Egypt ushered in Mohamed Morsi to power last June, months after the victory of his Freedom and Justice Party (FCP) in the country’s legislative elections. As the Muslim Brotherhood’s political representation, the FCP currently dominates an assembly that includes a strong Salafi party and a fragile liberal alliance. The historic resistance-front against former President Mubarak’s regime, the Muslim Brotherhood has always been deeply rooted in Egypt’s political landscape. Upon taking charge of the country’s institutional reins, it has progressively dismissed the army and Mubarak’s former allies from their key positions, in addition to implementing a Constitution that was denounced by liberal parties as standing against women and minorities. It was this last move that was supported by 63 percent of the voters in a voter turnout that amounted to just over 33 percent.
Six months after his election, Mr Morsi and his party have also been active on the international stage. In an interview to the Moyen Orient, Egyptian writer Alla Elaswany, recently opined that the Muslim Brotherhood has merely tried to return Egypt to its “traditional role of regional leader”. In this context, it is not difficult to imagine an aggravation of regional tensions, especially given Israel’s geographic proximity. Only this week a past interview of the President was published in which Mr Morsi allegedly condemned Israelis as “bloodsuckers who attack the Palestinians warmongers, descendants of apes and pigs.” The White House immediately demanded an apology, and Mr Morsi released a report in which he insisted that the quotation was taken out of context.
Beside this word-polemic, one might also wonder about the threat Mr Morsi and his Islamist support pose towards the regional balance as a whole. The Salafi party – the second strongest party in the country and largely funded by Saudi Arabia – seems capable of countering the Muslim Brotherhood’s domination. It might also bend Mr Morsi towards a religious radicalisation that would only create further tensions in the regional status quo.
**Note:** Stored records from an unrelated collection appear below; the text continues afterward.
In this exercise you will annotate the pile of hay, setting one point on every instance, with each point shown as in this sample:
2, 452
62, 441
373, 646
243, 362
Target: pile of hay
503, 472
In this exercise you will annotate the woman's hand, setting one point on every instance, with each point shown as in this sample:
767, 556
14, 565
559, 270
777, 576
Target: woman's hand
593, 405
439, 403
Moreover, a recent visit to Cairo by a training Iranian officer is an indication that Tehran may be keen to play a role in the restructuring of Egypt’s security forces, and in further extending its influence in the Middle East.
However, since he was elected, Mr Morsi has repeatedly insisted that the 1979 agreements with Israel have not been challenged, and that he is keen to cooperate on their common objective: peace in Gaza. Here it should be remembered that the president played a key role in brokering a cease-fire there last November. Furthermore, chaotic economic conditions make it extremely unlikely that Egypt will attempt to upset Washington at this point in time: aggravating Israel would only result in adverse economic sanctions from the United States.
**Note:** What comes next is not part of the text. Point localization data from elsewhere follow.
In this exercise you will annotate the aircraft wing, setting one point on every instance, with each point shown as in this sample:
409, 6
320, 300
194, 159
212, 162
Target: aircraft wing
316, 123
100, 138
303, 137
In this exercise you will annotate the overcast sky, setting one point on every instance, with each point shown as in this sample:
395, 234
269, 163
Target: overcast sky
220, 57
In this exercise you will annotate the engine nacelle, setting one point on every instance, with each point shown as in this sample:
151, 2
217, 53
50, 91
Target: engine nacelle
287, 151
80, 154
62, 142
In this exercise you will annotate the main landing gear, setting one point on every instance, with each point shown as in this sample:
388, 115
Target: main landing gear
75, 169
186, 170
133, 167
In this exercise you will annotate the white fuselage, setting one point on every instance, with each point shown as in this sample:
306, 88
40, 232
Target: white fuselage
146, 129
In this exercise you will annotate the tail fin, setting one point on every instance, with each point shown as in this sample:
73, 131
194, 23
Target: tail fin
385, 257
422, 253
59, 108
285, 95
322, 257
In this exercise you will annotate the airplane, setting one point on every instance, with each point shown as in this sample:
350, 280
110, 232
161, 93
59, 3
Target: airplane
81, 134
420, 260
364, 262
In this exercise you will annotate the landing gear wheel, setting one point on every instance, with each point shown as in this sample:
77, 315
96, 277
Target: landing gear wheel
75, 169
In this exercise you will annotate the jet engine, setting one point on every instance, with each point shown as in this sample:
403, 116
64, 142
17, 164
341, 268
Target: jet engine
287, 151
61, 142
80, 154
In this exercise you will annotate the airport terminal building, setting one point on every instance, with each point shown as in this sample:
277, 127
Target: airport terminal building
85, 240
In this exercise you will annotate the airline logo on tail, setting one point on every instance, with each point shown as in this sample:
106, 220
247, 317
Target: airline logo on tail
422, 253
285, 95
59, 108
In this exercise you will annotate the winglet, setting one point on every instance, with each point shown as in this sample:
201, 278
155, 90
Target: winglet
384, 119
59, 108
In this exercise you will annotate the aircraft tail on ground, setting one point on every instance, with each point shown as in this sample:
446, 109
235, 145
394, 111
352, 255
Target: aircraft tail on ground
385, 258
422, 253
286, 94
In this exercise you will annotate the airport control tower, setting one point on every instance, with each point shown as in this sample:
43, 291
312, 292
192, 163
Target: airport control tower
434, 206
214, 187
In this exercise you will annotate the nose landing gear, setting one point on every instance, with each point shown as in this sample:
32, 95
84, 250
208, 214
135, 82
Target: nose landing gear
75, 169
Having said that, the president’s grip on his country is not absolute. The army still control 30 percent of the economy, and its political power has not been completely shaken. Mr Morsi must also deal with a liberal opposition that is steadily getting more united. Economic turmoil, the growing harshness of the incumbent regime and its lack of democratic transparency has awoken restive crowds. Frequent clashes have erupted over the past few months in the country’s major cities. The Egyptian people have already proven just how far they are willing to go, and ultimately it would not be an exaggeration to say Mr Morsi’s next six months, and his legacy thereafter, is entirely dependent on the will of the Egyptian people.